NATIONWIDE: Cornell University and the University of Notre Dame have announced Georgette Kelly as the winner of the new “Hope on Stage” international playwriting contest. Her play I Carry Your Heart was selected from among 800 submissions. Kelly will receive a $10,000 cash prize, and her play will be presented at both the Hangar Theatre in Ithaca, N.Y. (April 27–30, 2017), and at the Bootleg Theater in Los Angeles (May 18–20, 2017).
“Hope on Stage” is part of the Hope and Optimism initiative of Cornell University and the University of Notre Dame. Funded by a grant from the John Templeton Foundation, the project aims to explore the theoretical, empirical, and practical dimensions of hope, optimism, despair, pessimism, and related states through creative projects.
“Those of us working on the Hope and Optimism initiative are really excited about the ‘Hope on Stage’ aspect of the project,” said Andrew Chignell, associate professor of Philosophy at Cornell University, in a statement. “We’ve been funding work by social scientists and philosophers that examines the nature, role, and importance of states like hope and despair in our lives.”
Kelly’s other plays include Faith in a Fallen World, In the Belly of the Whale, how to hero or the subway play, and an adaptation of Jeanette Winterson’s Lighthousekeeping. Her play Ballast was featured on The Kilroys List 2015, and was chosen as a finalist for the Alliance/Kendeda National Graduate Playwriting Competition. Her work has been developed by the Kennedy Center, the National New Play Network, the D.C. Source Festival, the Alliance Theatre, terraNOVA Collective, Taffety Punk, Diversionary Theatre, Capital Stage, TOSOS, Prologue Theatre, New Leaf Theatre, and Chicago’s DCASE. She is a 2016 Lambda Literary Fellow, and a member of the Dramatists Guild of America and Writers Workspace. She holds a B.A. in Performance Studies from Northwestern University, and an MFA in Playwriting from Hunter College.
Steve Moulds received the second place prize of $3,000, David Myers received $2,000 for third place, and Matthew Wells was awarded the fourth place prize of $1,000. Each of the runner-ups will have staged readings of their plays as part of the Bootleg Theater’s first “Hope on Stage” festival.
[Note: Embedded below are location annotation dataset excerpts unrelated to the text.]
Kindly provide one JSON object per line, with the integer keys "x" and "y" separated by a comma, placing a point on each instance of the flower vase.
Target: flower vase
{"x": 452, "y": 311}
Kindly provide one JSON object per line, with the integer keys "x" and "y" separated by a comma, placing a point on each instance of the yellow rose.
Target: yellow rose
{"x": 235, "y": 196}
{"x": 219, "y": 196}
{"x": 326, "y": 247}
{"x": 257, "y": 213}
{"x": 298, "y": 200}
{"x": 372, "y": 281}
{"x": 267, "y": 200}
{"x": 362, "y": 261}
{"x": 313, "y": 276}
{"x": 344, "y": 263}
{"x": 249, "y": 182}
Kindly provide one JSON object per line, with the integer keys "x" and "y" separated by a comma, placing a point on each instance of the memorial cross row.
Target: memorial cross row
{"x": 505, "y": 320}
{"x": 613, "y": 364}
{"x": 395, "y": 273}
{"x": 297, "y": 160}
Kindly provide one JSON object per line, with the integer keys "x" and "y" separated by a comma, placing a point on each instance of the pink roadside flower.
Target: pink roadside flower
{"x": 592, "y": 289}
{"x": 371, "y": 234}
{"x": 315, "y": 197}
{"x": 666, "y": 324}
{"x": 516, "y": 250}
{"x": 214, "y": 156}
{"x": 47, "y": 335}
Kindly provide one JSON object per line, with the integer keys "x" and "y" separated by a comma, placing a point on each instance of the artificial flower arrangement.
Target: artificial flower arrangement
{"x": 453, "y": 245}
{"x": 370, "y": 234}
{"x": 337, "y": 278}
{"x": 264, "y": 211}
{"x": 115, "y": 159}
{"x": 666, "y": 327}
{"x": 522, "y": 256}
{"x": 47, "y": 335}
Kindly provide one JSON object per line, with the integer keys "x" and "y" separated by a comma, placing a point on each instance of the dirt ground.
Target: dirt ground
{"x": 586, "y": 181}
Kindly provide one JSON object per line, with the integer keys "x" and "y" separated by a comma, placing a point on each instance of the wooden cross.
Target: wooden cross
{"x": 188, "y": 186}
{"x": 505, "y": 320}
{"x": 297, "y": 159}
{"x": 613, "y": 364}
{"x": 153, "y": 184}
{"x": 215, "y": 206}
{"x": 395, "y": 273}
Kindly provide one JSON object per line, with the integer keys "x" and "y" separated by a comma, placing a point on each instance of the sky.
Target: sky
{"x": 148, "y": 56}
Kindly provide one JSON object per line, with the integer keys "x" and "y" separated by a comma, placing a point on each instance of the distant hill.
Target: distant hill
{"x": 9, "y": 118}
“The foundation’s financial support is extraordinarily meaningful to me at this moment in my career,” said Kelly in a statement. “It will allow me new flexibility to travel, research, and pursue playwriting opportunities in a way that would not otherwise have been possible, I’m also very grateful for the chance to bring my play I Carry Your Heart to productions on both coasts.”